The problem for the next 13 years is that Zoe is a full fare on the plane but free on the train. This makes a set of train tickets, which would usually be slightly more expensive than a flight, approximately half price of flying between Copenhagen and Stockholm. Especially for the next 3 years where Zoe still is not able to fly by herself. When checking return journeys for this trip I had even found an extremely cheep train ticket because it would take us into Stockholm's central station as late as 15 minutes to midnight. Thinking that this would give me one hour of waking Zoe and 4 hours of sleeping Zoe I booked them. Except I forgot that when my lovely, regularly sleeping daughter stays with her grandmother for a week, her sleeping schedule will more likely resemble a teenagers with late nights and no naps. When I boarded the train at 6.30 pm it was with the most cheerful, awake, excited toddler who sat down in her seat, reading a book, eating cucumbers and almonds. After about an hour though it was an overtired, cheeky monkey, who wanted to run up and down the aisle that crawled all over me. She kept hitting me with her 'baaaang', not hard but also not appropriate and I had to tell her sternly that it is not nice to hit one's mom. Around this time people around me started asking the conductor if there were available seats in the quiet compartment. Others just looked for seats further away themselves. I took Zoe for a long walk through the train and we went back to the little bistro where I had a cup of coffee (to keep up with Zoe's energy) and she had a bag of cheese doodles that they conveniently place in child's height for her to pick out herself.
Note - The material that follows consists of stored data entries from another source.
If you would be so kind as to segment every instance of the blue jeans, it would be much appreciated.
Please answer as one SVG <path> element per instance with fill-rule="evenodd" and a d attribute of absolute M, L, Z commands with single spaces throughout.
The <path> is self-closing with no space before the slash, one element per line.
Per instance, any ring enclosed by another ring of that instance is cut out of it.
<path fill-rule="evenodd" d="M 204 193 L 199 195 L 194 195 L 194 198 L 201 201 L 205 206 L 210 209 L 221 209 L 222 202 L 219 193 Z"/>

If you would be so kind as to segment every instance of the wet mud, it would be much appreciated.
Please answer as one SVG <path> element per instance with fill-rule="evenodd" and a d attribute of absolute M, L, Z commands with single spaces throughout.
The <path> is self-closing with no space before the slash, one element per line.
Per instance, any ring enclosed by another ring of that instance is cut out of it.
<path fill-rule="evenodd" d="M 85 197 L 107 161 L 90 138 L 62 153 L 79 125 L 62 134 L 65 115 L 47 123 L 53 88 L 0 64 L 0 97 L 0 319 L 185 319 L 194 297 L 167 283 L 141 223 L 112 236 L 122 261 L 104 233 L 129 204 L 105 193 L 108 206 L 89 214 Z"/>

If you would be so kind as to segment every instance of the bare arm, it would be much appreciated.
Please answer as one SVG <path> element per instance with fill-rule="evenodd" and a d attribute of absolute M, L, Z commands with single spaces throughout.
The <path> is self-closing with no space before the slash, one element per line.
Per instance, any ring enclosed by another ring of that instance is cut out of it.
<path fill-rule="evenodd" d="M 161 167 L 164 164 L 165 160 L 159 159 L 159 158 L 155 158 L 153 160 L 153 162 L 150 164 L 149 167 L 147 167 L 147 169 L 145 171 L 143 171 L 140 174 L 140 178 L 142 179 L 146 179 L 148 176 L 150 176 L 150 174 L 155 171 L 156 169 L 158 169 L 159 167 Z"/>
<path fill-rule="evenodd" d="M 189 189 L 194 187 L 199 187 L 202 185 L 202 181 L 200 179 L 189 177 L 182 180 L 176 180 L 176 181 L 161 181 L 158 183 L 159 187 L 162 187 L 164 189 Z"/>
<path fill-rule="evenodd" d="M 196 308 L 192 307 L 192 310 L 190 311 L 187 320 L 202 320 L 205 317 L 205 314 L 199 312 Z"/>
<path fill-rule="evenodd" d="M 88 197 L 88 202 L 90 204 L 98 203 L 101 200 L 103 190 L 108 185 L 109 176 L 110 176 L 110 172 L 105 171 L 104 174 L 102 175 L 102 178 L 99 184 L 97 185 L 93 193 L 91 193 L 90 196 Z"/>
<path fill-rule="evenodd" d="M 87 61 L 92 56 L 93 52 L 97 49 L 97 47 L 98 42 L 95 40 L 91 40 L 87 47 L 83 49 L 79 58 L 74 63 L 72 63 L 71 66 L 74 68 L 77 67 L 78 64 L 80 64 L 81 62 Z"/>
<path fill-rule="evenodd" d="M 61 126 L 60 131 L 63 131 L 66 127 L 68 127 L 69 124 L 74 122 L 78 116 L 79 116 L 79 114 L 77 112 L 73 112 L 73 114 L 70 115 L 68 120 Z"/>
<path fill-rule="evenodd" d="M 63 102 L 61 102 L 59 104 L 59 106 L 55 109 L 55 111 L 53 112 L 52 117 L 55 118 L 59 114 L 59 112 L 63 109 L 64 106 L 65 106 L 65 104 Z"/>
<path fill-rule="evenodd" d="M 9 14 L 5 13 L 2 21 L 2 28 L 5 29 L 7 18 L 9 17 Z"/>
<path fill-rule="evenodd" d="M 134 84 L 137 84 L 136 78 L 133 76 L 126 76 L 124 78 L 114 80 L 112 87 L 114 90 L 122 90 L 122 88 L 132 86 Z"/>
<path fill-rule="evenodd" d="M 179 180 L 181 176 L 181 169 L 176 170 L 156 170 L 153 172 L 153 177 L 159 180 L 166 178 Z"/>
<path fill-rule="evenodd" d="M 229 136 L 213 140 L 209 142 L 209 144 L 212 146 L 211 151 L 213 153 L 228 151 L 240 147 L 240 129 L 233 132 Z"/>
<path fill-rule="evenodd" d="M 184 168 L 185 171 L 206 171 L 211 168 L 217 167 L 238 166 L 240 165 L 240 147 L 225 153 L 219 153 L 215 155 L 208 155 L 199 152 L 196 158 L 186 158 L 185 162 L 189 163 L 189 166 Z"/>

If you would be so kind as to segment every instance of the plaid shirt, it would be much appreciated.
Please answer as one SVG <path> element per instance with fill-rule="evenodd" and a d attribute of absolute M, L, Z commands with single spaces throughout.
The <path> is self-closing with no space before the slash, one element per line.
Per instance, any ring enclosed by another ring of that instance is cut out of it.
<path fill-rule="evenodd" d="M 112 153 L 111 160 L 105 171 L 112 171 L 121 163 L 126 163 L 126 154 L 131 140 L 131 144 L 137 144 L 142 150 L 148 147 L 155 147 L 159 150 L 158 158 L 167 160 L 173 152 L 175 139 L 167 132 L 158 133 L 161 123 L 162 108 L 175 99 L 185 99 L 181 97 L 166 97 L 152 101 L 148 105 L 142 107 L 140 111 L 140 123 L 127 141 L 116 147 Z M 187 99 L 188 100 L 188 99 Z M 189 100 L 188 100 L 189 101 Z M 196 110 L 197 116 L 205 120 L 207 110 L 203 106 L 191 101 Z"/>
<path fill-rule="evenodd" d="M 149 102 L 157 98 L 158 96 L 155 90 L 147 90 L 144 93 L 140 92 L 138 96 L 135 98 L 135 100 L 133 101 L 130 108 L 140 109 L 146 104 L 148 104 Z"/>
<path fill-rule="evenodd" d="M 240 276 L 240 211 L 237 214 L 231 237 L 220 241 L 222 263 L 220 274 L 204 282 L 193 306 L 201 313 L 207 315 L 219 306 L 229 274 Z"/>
Suddenly she started crying and wanted to go back to our seats, possibly because we had left her doll there but possibly also because tired kids do unpredictable things. I tried to coerce her into lying with her head in my lap and fall asleep but she could not find rest. She muzzled around for two hours while I managed to stay fairly calm despite her playing with the armrest, constantly popping her head above the seat to say hey to very uninterested people behind us and trying to get comfortable. Finally, at 10 pm, her eyes lowered and she fell asleep.
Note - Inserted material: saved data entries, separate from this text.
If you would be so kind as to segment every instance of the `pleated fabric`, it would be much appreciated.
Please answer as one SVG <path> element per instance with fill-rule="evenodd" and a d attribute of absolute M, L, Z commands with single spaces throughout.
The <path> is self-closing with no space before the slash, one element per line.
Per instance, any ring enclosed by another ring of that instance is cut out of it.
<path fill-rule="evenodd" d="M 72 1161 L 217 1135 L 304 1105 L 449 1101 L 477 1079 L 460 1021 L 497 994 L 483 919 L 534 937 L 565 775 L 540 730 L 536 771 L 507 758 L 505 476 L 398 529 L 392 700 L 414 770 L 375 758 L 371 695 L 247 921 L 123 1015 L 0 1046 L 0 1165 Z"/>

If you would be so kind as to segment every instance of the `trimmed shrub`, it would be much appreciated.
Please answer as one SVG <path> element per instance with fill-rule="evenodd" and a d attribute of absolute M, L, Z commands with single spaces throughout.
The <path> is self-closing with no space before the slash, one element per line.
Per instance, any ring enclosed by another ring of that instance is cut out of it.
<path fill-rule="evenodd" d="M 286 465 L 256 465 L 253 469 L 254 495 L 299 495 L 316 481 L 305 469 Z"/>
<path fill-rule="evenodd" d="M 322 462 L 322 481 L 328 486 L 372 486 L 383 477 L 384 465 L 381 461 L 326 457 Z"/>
At the central station I surprised myself even more by packing up and rolling out our car suitcase and several bags while being able to carry a sleeping Zoe out of the train. There she woke up and wide-eyed walked with me while I told her what we had to do. We had to get up from the tracks, take a taxi and get in and up the stairs to our apartment. She did everything with amazing skills and easily fell asleep again in her own bed. All while I wrote down a couple of notes to myself in my head: "Do not take the train again any time soon, even if it looks like a good idea at the time".